Outros autores do estudo incluem Norma B. Coe, Chuxuan Sun e Elizabeth Taggert (Universidade da Pensilvânia); Katherine EM Miller e Alden L. Gross (Escola de Saúde Pública Johns Hopkins Bloomberg); Richard N. Jones (Universidade Brown); Cynthia Felix (Universidade de Pittsburgh); Michael Marsiske (Universidade da Flórida); Karlene K. Ball (Universidade do Alabama em Birmingham); e Sherry L. Willis (Universidade de Washington).

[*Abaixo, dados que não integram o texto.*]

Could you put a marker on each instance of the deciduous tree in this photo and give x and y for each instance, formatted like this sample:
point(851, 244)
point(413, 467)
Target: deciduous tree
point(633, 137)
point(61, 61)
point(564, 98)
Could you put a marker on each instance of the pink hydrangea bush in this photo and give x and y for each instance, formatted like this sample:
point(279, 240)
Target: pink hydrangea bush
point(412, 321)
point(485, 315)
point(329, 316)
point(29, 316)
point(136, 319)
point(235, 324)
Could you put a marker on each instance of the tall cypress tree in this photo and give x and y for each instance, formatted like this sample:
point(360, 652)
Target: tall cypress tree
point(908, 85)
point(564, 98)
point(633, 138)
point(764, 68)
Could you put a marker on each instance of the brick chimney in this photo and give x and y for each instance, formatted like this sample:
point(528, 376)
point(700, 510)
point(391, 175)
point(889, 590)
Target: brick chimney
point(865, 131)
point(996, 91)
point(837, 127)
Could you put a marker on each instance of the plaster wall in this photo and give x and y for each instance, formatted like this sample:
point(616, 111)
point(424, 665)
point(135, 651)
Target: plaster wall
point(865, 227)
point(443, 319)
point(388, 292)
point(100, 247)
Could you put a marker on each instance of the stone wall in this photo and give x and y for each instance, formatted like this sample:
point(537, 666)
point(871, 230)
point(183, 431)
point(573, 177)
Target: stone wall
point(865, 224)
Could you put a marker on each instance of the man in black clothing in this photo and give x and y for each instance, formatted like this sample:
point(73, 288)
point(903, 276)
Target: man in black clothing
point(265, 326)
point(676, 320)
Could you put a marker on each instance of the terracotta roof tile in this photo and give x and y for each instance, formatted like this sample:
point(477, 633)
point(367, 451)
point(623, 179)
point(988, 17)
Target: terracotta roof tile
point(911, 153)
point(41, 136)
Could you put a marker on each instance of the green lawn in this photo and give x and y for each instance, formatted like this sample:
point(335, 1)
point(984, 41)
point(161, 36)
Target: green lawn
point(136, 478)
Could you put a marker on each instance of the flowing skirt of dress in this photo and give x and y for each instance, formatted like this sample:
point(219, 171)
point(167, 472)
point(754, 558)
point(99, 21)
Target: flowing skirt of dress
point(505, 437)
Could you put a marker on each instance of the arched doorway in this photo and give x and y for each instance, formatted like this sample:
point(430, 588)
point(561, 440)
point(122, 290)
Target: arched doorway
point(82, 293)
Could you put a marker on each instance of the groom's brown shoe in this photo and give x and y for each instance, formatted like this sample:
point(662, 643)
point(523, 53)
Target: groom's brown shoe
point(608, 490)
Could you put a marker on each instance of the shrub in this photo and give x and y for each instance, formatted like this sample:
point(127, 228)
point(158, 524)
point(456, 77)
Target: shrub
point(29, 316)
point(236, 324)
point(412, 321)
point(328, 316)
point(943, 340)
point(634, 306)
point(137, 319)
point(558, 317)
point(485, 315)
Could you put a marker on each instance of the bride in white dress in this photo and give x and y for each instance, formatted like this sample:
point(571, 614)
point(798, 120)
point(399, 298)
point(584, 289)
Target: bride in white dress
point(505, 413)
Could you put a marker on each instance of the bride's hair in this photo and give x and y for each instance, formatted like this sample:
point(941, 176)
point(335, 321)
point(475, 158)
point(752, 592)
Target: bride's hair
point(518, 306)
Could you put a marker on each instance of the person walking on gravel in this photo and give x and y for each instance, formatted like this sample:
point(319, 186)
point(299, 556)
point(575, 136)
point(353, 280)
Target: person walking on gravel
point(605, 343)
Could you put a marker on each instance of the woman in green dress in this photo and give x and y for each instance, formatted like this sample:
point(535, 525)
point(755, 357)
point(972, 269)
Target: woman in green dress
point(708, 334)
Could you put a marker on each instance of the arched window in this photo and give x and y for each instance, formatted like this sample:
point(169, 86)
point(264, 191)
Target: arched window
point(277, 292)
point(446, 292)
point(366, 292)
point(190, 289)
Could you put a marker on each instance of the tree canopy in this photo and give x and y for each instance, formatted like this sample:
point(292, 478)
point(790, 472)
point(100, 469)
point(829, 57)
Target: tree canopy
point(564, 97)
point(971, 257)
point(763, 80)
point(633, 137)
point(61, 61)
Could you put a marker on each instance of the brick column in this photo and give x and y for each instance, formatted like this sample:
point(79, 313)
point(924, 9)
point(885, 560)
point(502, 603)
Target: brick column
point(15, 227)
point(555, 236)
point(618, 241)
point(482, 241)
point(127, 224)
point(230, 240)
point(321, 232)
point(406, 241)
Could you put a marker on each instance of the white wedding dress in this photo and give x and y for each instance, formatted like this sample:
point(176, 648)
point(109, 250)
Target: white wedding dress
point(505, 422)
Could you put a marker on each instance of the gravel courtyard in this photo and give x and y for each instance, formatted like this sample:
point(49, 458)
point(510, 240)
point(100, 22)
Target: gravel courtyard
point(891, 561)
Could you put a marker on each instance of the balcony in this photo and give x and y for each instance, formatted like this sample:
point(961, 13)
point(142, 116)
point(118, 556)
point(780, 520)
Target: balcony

Este estudo foi financiado por bolsas do NIH, concedidas pelo Instituto Nacional do Envelhecimento ( R01AG056486 ). O ensaio clínico original ACTIVE recebeu apoio financeiro do NIH para seis locais de pesquisa e o centro coordenador. Esses locais incluem o Hebrew Senior-Life, em Boston (NR04507), a Escola de Medicina da Universidade de Indiana (NR04508), a Universidade Johns Hopkins (AG014260), os Institutos de Pesquisa da Nova Inglaterra (AG014282), a Universidade Estadual da Pensilvânia (AG14263), a Universidade do Alabama em Birmingham (AG14289) e a Universidade Estadual de Wayne/Universidade da Flórida (AG014276).